Exhibition Celebrates the Architecture of Brooklyn's 175-Year-Old Green-Wood Cemetery

The Museum of the City of New York presents A Beautiful Way to Go: New York’s Green-Wood Cemetery, a new exhibition that examines the Brooklyn cemetery’s astonishing 175-year history, on view from May 15 to October 13. As a National Historic Landmark that predates both of Olmsted’s Central Park and Prospect Park, the cemetery grounds cover a vital 19th-century American public green space and remain a critical site in New York’s architectural history.

The landmark landscape characterizes the “rural cemetery movement” and tells a complex narrative that links architectural, art, social, and cultural histories. The installation involves a gallery-sized map of the cemetery that serves as a guide for visitors to walk upon and as the framework for the arrangement of over 200 artifacts, sculptures, architectural drawings, and documents.
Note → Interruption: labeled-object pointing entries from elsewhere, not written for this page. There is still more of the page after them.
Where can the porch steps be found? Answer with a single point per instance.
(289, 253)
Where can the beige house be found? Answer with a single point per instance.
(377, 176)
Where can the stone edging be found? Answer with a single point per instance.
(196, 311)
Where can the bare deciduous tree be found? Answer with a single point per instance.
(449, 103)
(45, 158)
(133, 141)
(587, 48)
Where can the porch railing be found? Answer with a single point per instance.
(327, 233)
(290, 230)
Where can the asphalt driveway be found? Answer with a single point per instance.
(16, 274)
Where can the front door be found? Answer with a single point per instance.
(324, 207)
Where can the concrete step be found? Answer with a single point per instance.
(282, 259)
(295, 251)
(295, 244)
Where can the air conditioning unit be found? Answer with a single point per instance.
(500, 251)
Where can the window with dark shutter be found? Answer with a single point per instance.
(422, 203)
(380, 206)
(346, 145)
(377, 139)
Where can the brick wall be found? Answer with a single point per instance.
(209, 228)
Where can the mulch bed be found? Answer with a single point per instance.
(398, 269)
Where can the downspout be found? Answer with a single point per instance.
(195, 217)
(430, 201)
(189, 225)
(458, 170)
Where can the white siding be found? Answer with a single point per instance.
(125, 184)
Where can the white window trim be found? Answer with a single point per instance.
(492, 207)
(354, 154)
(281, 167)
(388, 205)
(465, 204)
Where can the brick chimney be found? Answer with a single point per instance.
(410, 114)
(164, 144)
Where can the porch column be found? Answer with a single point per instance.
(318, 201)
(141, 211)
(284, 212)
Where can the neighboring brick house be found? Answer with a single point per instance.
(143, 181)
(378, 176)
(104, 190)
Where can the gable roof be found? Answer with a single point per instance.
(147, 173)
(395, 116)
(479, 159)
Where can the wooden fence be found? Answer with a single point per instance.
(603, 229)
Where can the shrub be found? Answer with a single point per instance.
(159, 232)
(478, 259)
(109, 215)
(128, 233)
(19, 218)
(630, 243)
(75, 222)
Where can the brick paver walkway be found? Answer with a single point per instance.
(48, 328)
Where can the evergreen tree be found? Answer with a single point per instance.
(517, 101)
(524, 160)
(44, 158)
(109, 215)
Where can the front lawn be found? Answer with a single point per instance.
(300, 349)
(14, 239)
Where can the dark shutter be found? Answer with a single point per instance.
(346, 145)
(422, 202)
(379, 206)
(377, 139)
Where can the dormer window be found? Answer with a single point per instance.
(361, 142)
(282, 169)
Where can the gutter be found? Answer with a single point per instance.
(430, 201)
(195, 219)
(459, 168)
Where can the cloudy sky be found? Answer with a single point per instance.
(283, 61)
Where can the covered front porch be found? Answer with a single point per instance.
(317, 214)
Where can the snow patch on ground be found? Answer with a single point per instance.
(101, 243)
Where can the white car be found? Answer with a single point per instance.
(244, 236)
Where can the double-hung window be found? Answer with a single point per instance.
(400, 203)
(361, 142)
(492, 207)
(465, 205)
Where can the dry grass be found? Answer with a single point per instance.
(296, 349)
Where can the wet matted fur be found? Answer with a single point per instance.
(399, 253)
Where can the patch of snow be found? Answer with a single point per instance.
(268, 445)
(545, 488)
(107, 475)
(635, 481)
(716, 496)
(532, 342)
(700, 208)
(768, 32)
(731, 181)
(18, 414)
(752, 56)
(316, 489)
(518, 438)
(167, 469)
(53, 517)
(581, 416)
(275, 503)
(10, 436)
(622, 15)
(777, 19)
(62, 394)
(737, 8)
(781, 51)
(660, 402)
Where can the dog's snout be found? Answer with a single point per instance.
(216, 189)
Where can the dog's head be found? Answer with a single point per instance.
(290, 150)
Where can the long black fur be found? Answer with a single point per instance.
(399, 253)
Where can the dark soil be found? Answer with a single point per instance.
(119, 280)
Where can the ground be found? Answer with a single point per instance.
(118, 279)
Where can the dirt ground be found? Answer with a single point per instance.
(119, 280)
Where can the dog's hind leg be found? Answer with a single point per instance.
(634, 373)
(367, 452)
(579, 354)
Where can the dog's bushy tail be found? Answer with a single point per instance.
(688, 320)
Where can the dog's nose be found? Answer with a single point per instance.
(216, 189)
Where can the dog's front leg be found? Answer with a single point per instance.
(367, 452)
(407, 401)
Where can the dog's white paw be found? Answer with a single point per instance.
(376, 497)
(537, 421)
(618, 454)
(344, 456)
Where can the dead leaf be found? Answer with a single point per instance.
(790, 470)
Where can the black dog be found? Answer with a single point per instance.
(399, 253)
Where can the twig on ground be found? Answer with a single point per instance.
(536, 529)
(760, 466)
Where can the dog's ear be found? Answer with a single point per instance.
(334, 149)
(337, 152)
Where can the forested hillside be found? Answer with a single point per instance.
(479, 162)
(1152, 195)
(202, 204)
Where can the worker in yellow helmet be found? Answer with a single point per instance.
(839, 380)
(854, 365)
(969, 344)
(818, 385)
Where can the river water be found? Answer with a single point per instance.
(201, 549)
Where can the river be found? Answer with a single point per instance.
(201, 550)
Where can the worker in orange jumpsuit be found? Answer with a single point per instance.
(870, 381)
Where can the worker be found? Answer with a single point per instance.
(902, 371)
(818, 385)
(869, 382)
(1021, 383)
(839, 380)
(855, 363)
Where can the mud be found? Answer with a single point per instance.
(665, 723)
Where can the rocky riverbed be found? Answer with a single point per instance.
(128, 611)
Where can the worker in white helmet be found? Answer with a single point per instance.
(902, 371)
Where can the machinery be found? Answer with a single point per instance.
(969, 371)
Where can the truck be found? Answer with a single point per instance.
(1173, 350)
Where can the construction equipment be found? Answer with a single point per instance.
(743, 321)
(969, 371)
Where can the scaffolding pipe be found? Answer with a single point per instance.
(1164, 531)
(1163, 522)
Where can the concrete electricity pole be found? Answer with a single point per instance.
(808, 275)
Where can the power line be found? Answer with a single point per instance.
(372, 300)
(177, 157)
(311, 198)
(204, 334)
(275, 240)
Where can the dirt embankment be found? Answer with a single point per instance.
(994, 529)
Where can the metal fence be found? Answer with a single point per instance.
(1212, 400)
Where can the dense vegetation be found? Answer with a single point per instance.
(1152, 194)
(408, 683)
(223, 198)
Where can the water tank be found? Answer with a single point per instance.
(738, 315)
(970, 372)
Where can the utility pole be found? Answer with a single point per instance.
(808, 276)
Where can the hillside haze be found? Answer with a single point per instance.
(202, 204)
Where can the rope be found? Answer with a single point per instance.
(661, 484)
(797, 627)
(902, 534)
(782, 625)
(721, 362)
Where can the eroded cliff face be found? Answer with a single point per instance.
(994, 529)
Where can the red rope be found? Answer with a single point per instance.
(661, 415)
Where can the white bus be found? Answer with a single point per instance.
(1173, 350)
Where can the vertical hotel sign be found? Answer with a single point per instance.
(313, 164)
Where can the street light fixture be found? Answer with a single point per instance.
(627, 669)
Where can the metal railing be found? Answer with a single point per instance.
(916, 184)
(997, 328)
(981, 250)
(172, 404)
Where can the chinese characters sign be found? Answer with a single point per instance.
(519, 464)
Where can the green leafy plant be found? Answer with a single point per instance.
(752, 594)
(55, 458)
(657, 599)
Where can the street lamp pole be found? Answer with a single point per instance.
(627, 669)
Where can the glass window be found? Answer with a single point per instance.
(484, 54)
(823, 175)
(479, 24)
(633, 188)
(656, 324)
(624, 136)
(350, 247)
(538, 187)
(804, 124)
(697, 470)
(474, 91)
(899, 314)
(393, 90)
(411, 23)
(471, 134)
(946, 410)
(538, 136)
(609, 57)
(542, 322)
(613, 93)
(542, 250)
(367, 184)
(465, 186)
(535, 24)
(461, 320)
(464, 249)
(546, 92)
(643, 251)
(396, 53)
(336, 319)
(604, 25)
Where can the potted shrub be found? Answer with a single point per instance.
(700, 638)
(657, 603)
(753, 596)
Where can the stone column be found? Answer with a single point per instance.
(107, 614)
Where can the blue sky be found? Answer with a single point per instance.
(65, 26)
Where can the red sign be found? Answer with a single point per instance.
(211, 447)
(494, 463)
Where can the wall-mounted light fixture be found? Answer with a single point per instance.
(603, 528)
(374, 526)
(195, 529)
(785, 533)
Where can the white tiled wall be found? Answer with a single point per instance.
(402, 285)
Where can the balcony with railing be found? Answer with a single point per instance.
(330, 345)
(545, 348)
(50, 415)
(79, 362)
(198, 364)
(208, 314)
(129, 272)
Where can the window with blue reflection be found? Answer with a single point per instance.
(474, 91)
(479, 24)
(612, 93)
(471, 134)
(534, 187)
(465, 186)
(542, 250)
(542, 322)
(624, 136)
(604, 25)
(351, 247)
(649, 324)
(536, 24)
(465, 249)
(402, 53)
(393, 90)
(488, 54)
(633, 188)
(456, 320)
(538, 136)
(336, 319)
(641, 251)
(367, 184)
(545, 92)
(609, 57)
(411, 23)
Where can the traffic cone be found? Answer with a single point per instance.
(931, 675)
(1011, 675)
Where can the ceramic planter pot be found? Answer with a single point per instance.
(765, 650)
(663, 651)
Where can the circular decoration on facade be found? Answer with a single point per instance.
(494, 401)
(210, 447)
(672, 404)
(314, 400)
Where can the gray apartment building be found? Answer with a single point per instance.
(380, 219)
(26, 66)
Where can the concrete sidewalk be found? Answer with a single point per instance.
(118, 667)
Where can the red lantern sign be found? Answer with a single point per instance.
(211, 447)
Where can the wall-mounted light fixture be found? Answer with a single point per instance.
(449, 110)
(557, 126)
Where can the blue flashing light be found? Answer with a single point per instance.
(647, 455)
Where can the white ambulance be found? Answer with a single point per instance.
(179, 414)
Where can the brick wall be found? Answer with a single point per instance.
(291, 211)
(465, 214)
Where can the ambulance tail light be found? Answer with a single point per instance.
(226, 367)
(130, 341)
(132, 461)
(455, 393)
The exhibit not only focuses on exploring the cemetery, but also its most eminent permanent residents. Burial at Green-Wood garnered considerable respect and attracted posh New Yorkers to choose it as the ultimate resting space. The cemetery also represents a new type of burial space: non-sectarian and not bordering a church.

The rural burial ground concept, with its greenery and comfortable travel distance from the city, was first designed for Paris’ 1804 Père-Lachaise. The idea reached the United States by the 1830s and Mount Auburn in Cambridge was the country’s first such cemetery. Green-Wood Cemetery, designed by David Bates Douglass, followed in 1838 within the newly incorporated city of Brooklyn.

Highlights of the exhibition include 19th-century landscape paintings by Asher Brown Durand and John William Casilear, chief Hudson Valley School artists who are buried at Green-Wood. The exhibition incorporates viewing machines with “stereographs” that provide popular period three-dimensional pictures of Green-Wood Cemetery and one of four zinc Civil War soldiers on site that were reproduced in cemeteries nationwide.